Ich hab es übrigens auch nicht gelesen (und ich habe sogar „Das Wunder von Castel di Sangrio“ ausgelesen).
Und ich halte Stig Tøfting auch für einen der tollsten Spieler der Bundesliga-Geschichte.
„Das Wunder von Castel di Sangrio“ schenkte mir meine damalige Freundin, ich las es ebenfalls aus und war berührt ob der Treffgenauigkeit ihres Auswahlvermögens für meinen Geschmack. Allerdings ist das Buch selbst doch auch eher so mäßig, nicht?
In der Tat, eher mäßig. Vor allem kann man kaum oder gar nicht unterscheiden, was echt und was dazuerfunden wurde. Mal abgesehen von der Ausgangssituation: ein Ami, der erst kurz zuvor zum ersten mal überhaupt Fußball gesehen hat, spielt sich dann als der Mega-Experte und Spielanalytiker auf. Nun ja. Gewisse Parallelen übrigens zu „Eine Saison mit Verona“.
Aber damals war ich durch „Fever Pitch“ gerade auf den Geschmack von Fußballbüchern gekommen und habe dann alles mögliche gelesen, was ich so finden konnte, eben auch „Das Wunder von Castel di Sangro“. Immerhin ist es unterhaltsam, was man von Javier Marias, an dem ich mich um die gleiche Zeit versucht habe, nicht immer behaupten kann.
Der sehr verehrte heinzkamke redet übrigens von diesem Thema.
Mäßig, ja klar. Das meine ich doch – so einen (zugegebenermaßen immerhin faszinierend fiebrigen) Riemen in wenigen (ich glaube 2,5) Tagen durchlesen, aber einen Klassiker wie Fever Pitch noch nie in der Hand gehabt. Unlogisch.
Aber Twin Peaks habe ich ja auch noch immer nicht gesehen. Nur so als Beispiel. „Kuck mal, wer da spricht“ dafür im Kino. Leben ist halt manchmal seltsam.
Oh, ein Ritterschlag! Ich bin nahezu sprachlos.
Und gebe zu – so viele Worte bekomme ich noch hin – dass ich besagten Text des Trainers nicht kannte.
Bin ich blöd und hab ich die Erklärung, wer denn der erste Lieblingsspieler war, schlichtweg nicht gefunden oder gibt es die nicht zu finden und niemand hat sich getraut zu fragen?
@mars:
Ich sehe schon, Du liest mein Blog nicht hinreichend aufmerksam.

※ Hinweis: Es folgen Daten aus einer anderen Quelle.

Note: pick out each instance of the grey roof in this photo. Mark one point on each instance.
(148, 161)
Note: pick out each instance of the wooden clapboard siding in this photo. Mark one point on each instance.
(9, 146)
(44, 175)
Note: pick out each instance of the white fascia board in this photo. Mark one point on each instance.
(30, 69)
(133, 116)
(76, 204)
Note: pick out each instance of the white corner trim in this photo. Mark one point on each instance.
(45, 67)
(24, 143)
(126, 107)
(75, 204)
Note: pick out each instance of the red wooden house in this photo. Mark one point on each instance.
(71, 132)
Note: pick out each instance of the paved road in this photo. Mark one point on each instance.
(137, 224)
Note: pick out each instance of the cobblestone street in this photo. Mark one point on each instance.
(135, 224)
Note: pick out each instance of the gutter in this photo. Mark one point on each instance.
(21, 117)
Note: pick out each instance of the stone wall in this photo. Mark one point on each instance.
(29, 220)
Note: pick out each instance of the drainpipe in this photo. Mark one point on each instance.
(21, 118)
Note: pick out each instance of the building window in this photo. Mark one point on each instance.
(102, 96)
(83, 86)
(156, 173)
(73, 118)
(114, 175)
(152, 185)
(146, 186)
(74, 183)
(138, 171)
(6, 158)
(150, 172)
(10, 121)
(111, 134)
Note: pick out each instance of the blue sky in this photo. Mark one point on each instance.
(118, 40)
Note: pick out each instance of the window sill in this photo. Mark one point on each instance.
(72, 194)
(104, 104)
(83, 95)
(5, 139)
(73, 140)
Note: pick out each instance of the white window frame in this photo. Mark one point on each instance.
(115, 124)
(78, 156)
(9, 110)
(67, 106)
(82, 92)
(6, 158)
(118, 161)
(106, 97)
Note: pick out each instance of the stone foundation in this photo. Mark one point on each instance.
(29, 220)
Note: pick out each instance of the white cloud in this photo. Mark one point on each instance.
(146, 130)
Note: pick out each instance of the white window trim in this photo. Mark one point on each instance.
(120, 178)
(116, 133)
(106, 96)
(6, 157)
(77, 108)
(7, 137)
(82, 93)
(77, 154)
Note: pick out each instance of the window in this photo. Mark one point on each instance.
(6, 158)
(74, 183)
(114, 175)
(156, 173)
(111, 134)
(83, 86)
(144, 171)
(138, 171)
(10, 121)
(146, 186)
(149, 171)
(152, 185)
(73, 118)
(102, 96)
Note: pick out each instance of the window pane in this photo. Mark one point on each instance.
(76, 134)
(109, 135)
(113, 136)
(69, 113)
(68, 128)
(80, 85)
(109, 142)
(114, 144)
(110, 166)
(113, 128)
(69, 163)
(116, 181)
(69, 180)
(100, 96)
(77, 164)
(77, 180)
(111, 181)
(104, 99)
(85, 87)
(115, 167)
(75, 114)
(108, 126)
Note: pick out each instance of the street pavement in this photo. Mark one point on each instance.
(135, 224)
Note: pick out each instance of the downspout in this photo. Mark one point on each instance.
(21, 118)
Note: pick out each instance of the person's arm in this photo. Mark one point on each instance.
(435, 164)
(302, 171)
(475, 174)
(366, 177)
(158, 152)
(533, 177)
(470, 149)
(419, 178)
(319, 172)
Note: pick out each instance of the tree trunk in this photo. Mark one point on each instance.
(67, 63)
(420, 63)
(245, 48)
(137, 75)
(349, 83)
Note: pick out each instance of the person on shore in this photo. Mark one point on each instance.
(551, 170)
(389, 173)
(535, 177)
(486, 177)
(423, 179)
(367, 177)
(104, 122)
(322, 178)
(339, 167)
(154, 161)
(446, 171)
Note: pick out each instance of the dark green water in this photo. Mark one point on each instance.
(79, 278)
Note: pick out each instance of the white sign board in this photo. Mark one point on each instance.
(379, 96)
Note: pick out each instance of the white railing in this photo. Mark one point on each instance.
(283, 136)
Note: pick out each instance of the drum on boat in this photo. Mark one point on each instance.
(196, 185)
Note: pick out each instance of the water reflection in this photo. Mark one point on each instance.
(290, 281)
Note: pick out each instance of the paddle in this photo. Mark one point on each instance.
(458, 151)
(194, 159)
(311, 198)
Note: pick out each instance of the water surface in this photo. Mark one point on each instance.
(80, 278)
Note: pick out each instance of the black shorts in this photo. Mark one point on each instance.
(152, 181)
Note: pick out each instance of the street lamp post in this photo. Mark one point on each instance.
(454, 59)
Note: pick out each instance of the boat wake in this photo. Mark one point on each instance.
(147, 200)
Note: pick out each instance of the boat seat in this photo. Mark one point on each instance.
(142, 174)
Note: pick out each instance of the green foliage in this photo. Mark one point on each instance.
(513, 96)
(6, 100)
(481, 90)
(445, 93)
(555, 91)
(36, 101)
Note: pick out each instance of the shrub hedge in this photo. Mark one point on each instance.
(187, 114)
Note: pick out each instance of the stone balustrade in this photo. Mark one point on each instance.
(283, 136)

Äh.. schulligung. Doch, doch, den Artikel las ich natürlich. Aber ich vermute mal, dass meine Geduld nach der Lektüre eines Lobgesanges über jenen Spieler, den ich schon zu Leb.. äh: Spielzeiten immer furchtbar doof fand, und das obwohl ich seinerzeit ja irgendwie alle, die sich das Nationaltrikot überstreiften, gut fand, so erschöpft war, dass es nicht mehr zur Muße, die sicherlich lobpreisenden (den Spieler, nicht Deinen Artikel) Kommentare auch noch zu ertragen reichte. Rummenigge war doof, ist doof, bleibt doof. Doofdoofdoof.